Les dogmes vont avec la Révélation. Y a-t-il une pensée uniquement médiévale pour ceci ? Qu’en est-il des mystères de la foi ? Si le spirituel était omniprésent au Moyen Âge, la raison était-elle pour autant écartée ?

Considérons les propos du professeur de philosophie Louis Jugnet : « À l’intérieur de la foi elle-même, la raison intervient encore très utilement. Si elle ne peut démontrer le mystère, elle peut en revanche montrer que celui-ci n’est ni absurde, ni contradictoire, et cela présente une très grande utilité apologétique, puisque la plupart des gens qui rejettent le catholicisme le font parce qu’ils trouvent absurdes les dogmes chrétiens (péché originel, Incarnation, etc.). Utilisant des notions empruntées à cette philosophie grecque qu’un de ses adversaires, Bergson, appelle “la métaphysique naturelle de l’intelligence humaine”, on peut montrer par exemple que le mystère de la Trinité n’est nullement contraire au principe d’identité (ou de contradiction). En effet, celui-ci nous apprend qu’une chose ne peut être en même temps elle-même et son opposé, sous le même rapport, c’est-à-dire au même point de vue. Or, il y a unité de nature (ou d’essence) en Dieu et Trinité de personnes : Dieu est unité à un certain point de vue et Trinité à un autre point de vue. La raison humaine ne saurait épuiser le mystère.

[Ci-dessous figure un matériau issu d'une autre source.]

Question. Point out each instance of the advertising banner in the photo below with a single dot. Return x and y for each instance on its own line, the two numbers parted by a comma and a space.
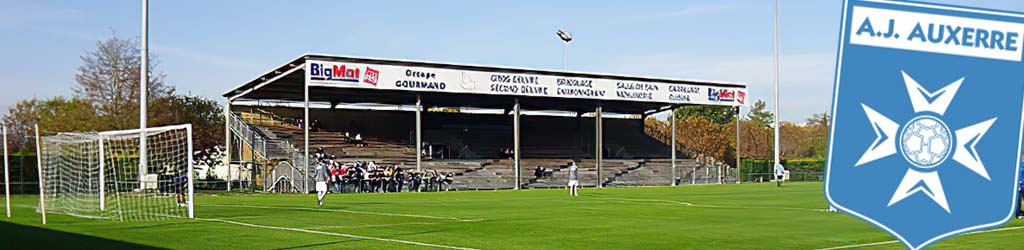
388, 77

Mais elle ne se trouve pas devant un néant de pensée. (…) Nous ne connaissons pas le détail des intentions divines. Cependant, nous pouvons donner des arguments de convenance, plus ou moins probants selon le cas, des agissements divins. »

Louis Jugnet, Catholicisme, foi et problème religieux, éditions de Chiré, Chiré-en-Montreuil, 2014, p. 30 cité in La synthèse du monde montre son système, Jérémy Austin, p. 18.